The Complaint of Mara the Singer


I
Although my voice is the most beautiful,
Since what I sing and say
Is always proudly rebellious,
I am only worth a Maravedis.[1]

I would like two, if, like the others,
I deign, under the lights,
To play the false apostle
With celebrated singers.
The Stalinists of the "Song of the World"[2]
Will make their expensive records without me.
It is here where anger growls
That I sing: "Break your chains!"

II
I want here, where one is grateful for me,
To come, for a laughable price:
Among the immigrant workers,
The Leftist of the terrible project.
Only thus do I have the right to get respect.
Paco, as much for his origins,
As for his success, is suspect.
La Magny[3] is good for the dykes.

III
It is vile to be an owner,
Without managing one's goods.
All the people of the Earth
Know well that I support them!

And it is here, in my country,
In favor of the disinherited,
One dares to speak to me of Spain,
And stupid futilities.

When I sing of the armed struggle,
It is of the people who come to the point;
But this Plebe who is locked up
For three years. Who speaks of such things?

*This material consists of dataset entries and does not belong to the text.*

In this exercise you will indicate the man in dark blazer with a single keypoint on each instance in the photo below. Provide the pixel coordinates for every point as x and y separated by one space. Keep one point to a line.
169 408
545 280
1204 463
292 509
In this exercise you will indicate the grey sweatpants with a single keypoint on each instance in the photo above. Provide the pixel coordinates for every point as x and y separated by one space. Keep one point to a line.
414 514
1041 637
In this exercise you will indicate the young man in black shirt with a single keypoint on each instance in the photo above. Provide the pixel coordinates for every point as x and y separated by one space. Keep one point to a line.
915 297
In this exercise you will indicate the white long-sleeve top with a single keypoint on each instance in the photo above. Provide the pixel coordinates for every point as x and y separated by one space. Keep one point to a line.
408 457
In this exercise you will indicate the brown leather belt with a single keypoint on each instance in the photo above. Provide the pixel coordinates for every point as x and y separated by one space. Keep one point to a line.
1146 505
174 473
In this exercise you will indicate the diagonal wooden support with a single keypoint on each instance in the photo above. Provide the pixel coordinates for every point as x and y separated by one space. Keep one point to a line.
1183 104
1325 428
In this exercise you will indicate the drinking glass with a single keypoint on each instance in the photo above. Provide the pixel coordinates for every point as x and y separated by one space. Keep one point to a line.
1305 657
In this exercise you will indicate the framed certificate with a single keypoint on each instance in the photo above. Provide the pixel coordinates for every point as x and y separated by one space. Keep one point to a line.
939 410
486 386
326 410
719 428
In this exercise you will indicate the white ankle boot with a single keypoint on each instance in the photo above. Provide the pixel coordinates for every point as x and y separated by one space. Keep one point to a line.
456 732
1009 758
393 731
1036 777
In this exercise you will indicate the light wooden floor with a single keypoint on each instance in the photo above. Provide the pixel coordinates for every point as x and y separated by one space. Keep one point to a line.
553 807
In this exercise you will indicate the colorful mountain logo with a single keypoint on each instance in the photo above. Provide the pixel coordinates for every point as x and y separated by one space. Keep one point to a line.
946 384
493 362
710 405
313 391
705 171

The problem is that one will leave them there
For another twenty years.
Is it fair that one presses me
To sing of such prisoners?

We have a democracy
Under Suarez, and they want better.
Perhaps it is a rancid trifle [this democracy],
But it remains a little, at least.

A king is here, whose person
Spares us, at least, from Tejero.
He only obeys, by telephone,
The calmest of the generals.

IV
Segovia is a prison
Where are the libertarians are sent.
Mao said better who are
The real lords of the proletariat.

The unknown sing songs
To free their comrades.
And one addresses me! We pass on this.
Why would I want to fix their mess?[4]

V
All my friends disapprove of me
Being a star among such
Hoodlums, who moreover pay me
More than the customary rates!

Songs lacking political meaning,
Or a brilliant radicalism!
I am faithful to my stock in trade.
For anything else I don't have the time.

The response I must make
To those who would deputize me
Is my most sincere refrain:
"Soy una hija de puta."[5]

[signed]
Pro-prisoner Committee of Segovia

[1] Name of the restaurant (nearby Saint-Etienne-du-Mont) in which Mara first started singing in the 1960s. [Translator's note: in Spain, a maravedi is a small copper coin. Thus this line says suggests: "I am only worth a penny."]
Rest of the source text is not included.